|Red-breasted Merganser, Common Merganser, Bufflehead at Flat Rock Dam. Two-block Woodcut by Ken Januski.|
The problem was that I just couldn't get an even inking that both filled all of the framing edges but also filled the heads of the merganers, and yet didn't fill them so much that it blotted out the small orange/red eye of the Red-breasted Merganser in the foreground. I switched from Daniel Smith to Caligo in the proofing stage, trying to get the inking that I wanted. I finally decided to stick with the Daniel Smith, which is the ink I used for the other colors. But even then I went back and forth as I printed from a thinner ink to a thicker ink trying to get it just right. The print above, one of an edition of somewhere between eight and twelve, is one of the best but still leaves something to be desired.

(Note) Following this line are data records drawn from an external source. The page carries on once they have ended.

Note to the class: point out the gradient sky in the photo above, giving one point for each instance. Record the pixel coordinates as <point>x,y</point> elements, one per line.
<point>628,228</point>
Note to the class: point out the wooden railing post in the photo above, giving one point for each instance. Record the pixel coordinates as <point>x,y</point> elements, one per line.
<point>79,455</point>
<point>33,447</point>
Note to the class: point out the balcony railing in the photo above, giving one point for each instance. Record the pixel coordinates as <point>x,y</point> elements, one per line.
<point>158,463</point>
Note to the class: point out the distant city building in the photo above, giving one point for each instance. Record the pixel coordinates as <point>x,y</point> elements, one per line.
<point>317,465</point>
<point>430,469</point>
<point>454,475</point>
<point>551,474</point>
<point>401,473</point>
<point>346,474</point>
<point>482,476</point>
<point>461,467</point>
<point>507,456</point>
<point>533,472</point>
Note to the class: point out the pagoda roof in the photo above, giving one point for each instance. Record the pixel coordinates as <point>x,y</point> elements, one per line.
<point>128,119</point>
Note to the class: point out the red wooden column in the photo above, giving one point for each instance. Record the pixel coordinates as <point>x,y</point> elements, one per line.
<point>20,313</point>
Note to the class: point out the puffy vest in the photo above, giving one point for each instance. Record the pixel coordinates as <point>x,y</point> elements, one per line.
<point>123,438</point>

I realize in using the heavy black outline, including frame, type of woodcut that I veer toward the heavy-handed and cartoonish. But I also find something quite desirable about this method. I have no interest in fussy brushwork that manages to get a great deal of plumage detail. Instead I find, at least at the moment, something appealing in this stark almost primitive portrayal of the subject at hand. But still I do think that if the black ink had worked more smoothly my goals, simple though they are, might have been more thoroughly accomplished.
Finally I should add that there is a little more color richness to the actual print than can be seen in this scan.

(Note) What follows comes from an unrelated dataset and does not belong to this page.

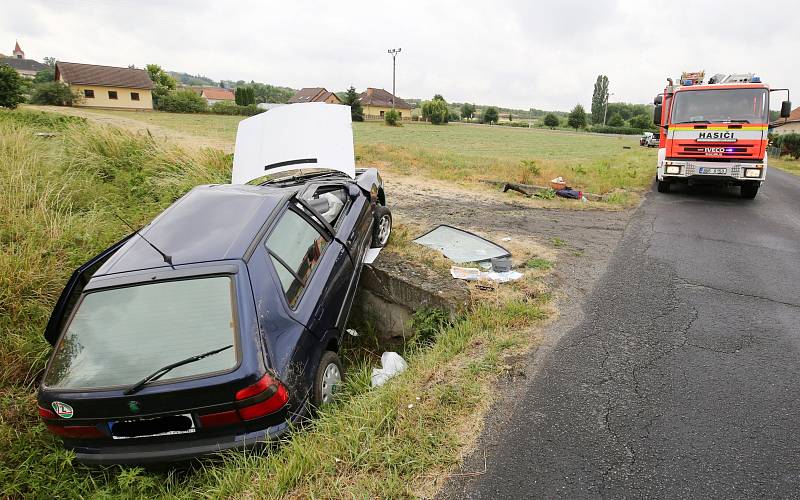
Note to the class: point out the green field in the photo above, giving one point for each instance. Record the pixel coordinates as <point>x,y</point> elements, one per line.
<point>60,199</point>
<point>457,152</point>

I'm still tempted to do something with the recent combination of drake Canvasback and drake Hooded Merganser seen at Morris Arboretum on Monday. But after that I think the season of waterfowl will be over. Though there is snow predicted for Friday. Perhaps one more opportunity for some colorful ducks.
One last thought, which I hate to bring up for any reader who's not a printmaker. I continue to be amazed at how much dumb technique plays a part in printmaking. I don't like technique and I think I always kept my distance from printmakers in my art education because so many seemed thoroughly enamored of the esoterica of technique. I still dislike it. But the more you print the more you realize that at a basic level it is an integral part of printmaking. If you want to print an edition, i.e. more than one copy of a print, then consistency between the prints of an edition is desirable. And as with this print you don't want splotchy areas, or smudges or dried ink or any of the other small things that can ruin a print. It's a very different mindset from that of a painter or draftsman, unless I suppose you're looking for a very polished surface in either of those. With a painting you just work on one painting. It works or it doesn't and then you move on to the next painting.

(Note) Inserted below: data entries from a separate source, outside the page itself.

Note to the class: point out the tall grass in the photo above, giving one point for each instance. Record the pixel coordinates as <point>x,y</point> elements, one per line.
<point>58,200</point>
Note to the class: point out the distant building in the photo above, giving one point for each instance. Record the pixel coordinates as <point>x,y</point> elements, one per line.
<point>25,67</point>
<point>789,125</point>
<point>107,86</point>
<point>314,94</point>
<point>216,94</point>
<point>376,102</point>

Printmaking requires more thought and care I think, not that this in turn makes it better than painting. I like printmaking both for the surprise it offers, and for the need to have a dialog with the materials and process, but also because I can print more than one. And I better be able to for all the work involved. The virtue of this is that I can sell more prints for less. And even when I have sold one or many I probably still have a few more to sell. It's an odd way to work, and for me a very different one after so many years as a painter. But it seems like the right method for me now and it's one I imagine I'll continue for quiet a while, eventually learning the technique that I have so little interest in.